On Friday, Caterpillar’s Progress Rail Services said it was closing its 62-year-old Electro-Motive Canada operation in London, Ontario, the subject of a union lock out since the beginning of the year. Now, it looks like some of the plant’s 475 jobs could be headed for Indiana, reports the Globe and Mail in Toronto. 
Caterpillar held a jobs fair in Muncie, Ind., over the weekend, that drew thousands of applicants. Some job seekers showed up at 4 a.m., five hours before the company began letting people in the door.
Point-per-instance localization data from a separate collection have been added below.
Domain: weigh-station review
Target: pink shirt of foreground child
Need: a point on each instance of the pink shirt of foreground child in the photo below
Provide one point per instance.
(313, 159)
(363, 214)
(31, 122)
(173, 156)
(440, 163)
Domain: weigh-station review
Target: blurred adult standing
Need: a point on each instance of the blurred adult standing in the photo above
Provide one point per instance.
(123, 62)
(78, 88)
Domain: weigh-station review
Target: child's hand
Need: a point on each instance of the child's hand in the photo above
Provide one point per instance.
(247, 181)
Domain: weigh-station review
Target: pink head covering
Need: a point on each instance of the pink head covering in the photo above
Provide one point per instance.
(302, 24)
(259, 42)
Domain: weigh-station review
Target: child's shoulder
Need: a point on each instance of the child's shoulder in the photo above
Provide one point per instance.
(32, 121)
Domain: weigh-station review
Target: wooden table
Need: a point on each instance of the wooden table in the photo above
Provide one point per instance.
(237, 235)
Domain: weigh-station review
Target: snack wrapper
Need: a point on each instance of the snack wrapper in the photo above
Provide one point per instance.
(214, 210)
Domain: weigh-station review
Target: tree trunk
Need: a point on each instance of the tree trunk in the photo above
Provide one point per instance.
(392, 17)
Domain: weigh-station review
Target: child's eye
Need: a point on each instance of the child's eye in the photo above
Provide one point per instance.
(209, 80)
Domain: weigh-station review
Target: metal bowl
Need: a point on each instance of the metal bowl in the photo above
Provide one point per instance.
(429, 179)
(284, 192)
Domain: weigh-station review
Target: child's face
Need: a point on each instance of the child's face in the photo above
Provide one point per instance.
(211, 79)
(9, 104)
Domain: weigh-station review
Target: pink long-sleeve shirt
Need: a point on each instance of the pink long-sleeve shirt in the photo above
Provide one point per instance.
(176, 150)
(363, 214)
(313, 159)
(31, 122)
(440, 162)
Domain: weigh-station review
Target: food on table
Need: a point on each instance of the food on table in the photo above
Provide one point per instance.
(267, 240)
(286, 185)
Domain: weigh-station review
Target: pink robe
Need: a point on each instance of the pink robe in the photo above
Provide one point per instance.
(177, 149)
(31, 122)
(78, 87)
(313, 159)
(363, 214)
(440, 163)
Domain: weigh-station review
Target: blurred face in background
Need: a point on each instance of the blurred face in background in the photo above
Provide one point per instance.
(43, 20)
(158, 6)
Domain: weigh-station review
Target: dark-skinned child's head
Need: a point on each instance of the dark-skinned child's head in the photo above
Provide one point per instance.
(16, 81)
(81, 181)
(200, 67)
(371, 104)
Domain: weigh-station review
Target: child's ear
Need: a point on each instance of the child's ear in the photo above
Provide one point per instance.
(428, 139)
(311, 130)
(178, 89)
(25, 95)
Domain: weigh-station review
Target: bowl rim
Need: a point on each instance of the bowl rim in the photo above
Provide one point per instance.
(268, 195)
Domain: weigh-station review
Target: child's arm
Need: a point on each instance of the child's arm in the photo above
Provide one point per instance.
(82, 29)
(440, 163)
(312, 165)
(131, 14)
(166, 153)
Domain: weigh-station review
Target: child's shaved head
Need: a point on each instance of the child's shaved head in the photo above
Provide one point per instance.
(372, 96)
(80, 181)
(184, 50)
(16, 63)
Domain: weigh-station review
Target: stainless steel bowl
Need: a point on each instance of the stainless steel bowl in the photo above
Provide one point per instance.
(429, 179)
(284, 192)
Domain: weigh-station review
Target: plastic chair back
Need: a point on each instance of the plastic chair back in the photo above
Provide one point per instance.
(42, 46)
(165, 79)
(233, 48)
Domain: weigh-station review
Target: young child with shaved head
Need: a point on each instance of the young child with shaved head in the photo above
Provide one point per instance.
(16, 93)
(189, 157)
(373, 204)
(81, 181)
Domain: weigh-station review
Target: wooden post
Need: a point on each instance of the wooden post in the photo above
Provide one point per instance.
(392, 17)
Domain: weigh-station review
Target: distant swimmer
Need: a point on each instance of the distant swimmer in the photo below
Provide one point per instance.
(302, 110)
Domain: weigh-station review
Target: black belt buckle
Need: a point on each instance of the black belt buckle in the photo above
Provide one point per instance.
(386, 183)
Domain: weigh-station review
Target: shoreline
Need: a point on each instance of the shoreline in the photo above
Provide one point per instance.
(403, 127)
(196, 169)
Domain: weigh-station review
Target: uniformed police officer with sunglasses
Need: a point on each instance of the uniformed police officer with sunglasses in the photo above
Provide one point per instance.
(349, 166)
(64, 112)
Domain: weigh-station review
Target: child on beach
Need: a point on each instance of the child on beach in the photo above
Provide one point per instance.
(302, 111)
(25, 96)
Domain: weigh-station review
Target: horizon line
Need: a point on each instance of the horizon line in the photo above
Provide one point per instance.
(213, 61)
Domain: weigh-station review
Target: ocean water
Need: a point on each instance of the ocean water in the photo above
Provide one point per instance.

In all, about 3,000 people turned out, according to the Muncie Free Press.
The Muncie plant, which assembles locomotives, underwent a $50 million renovation last year and became the first new locomotive plant in the United States in years.
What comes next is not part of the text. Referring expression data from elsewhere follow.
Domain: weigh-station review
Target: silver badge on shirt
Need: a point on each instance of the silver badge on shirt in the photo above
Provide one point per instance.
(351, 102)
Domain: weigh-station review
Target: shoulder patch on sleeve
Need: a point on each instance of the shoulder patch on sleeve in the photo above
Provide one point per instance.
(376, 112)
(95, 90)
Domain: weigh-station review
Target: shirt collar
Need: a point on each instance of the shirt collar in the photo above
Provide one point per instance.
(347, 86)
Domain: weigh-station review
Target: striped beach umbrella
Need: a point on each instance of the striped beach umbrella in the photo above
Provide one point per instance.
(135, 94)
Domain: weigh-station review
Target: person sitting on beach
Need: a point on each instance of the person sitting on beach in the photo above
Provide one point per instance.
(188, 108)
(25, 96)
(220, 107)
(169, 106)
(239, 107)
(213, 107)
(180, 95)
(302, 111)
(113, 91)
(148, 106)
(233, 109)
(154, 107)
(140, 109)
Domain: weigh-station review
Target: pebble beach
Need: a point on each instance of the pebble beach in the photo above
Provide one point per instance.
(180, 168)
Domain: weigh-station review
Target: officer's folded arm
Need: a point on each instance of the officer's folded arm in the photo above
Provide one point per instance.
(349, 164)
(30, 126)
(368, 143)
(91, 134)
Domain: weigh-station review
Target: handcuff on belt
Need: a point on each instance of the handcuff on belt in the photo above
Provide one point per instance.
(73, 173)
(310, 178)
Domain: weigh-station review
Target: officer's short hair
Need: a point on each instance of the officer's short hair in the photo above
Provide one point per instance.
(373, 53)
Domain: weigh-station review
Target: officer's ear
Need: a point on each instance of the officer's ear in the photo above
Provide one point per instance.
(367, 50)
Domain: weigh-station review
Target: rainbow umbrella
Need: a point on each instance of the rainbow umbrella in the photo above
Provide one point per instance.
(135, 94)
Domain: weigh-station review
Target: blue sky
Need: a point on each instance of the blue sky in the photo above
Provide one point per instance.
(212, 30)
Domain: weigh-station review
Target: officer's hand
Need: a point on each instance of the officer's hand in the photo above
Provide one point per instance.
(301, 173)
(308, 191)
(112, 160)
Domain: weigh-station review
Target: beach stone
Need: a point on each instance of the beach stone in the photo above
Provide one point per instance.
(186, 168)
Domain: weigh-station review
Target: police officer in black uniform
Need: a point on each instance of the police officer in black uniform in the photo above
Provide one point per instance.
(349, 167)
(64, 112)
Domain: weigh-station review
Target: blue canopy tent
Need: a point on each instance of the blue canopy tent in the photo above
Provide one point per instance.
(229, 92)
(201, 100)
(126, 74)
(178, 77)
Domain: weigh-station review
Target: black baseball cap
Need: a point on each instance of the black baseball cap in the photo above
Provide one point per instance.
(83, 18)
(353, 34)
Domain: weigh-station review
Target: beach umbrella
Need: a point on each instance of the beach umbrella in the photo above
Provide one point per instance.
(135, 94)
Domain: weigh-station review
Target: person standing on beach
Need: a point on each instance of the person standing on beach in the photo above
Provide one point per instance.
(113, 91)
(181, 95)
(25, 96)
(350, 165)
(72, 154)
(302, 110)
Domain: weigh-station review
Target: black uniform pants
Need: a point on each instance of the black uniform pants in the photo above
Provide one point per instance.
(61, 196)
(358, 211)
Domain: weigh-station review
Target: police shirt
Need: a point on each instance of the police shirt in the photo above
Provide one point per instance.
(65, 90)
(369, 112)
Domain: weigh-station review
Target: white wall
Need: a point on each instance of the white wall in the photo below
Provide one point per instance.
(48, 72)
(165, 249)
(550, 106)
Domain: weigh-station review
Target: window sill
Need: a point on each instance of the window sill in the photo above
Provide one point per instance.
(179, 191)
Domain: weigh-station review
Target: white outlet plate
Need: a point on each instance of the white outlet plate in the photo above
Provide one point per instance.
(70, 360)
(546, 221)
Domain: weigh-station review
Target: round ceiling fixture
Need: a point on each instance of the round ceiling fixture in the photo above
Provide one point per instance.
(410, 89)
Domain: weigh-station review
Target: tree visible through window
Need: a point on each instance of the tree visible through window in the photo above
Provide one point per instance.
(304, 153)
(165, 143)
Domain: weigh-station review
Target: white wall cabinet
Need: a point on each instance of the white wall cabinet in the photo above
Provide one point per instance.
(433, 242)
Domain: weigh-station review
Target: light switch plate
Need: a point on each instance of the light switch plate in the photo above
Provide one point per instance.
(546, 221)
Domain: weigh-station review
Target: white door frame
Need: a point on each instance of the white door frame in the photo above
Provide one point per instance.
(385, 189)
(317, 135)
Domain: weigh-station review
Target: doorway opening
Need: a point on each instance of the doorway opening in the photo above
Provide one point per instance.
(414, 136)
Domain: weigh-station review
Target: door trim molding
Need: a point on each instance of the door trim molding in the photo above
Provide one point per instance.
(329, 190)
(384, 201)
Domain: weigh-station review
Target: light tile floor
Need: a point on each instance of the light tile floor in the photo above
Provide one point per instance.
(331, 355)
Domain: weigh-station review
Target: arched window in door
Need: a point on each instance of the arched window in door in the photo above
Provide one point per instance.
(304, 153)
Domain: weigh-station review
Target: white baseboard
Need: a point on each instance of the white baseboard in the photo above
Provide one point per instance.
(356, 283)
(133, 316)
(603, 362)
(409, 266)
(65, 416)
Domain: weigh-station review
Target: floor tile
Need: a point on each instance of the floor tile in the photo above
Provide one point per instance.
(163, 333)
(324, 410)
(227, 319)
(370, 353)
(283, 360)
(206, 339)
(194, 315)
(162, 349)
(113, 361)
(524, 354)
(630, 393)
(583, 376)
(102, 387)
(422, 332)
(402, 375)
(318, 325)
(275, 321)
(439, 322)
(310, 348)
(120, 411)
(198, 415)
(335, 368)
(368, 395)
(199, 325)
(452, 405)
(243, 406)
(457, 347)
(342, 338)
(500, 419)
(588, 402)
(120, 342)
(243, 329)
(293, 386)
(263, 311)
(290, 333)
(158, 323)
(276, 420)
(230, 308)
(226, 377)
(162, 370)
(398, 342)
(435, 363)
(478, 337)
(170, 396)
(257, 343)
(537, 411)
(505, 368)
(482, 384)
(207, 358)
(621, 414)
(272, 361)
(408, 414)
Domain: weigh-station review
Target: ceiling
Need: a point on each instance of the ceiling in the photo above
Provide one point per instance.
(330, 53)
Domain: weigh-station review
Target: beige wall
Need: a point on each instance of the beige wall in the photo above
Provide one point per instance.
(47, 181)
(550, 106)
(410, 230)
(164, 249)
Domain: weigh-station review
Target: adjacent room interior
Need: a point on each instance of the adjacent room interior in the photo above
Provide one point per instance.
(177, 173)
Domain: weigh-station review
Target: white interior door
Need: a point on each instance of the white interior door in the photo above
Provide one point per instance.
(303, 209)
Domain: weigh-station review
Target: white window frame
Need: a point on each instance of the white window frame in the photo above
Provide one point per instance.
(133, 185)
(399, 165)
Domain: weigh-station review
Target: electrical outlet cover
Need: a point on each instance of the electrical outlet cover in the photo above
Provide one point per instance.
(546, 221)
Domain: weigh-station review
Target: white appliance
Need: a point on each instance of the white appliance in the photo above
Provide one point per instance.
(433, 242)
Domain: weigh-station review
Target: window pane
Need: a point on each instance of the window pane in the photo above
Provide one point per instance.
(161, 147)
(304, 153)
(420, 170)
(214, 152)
The New Year’s lock out of the Canadian Auto Workers union came after the CAW refused to accept deep concessions that would have cut hourly pay in half.
The move comes just as Indiana is implementing its new Right to Work law, signed by Gov. Mitch Daniels last week. The law prevents unions from charging mandatory dues, even if they represent a workforce.
In explaining the shutdown, Billy Ainsworth, the CEO of Progress Rail, said in a letter to employees that all the company’s facilities “must achieve competitive costs, quality and operating flexibility to compete and win in the global marketplace, and expectations at the London plant were no different.”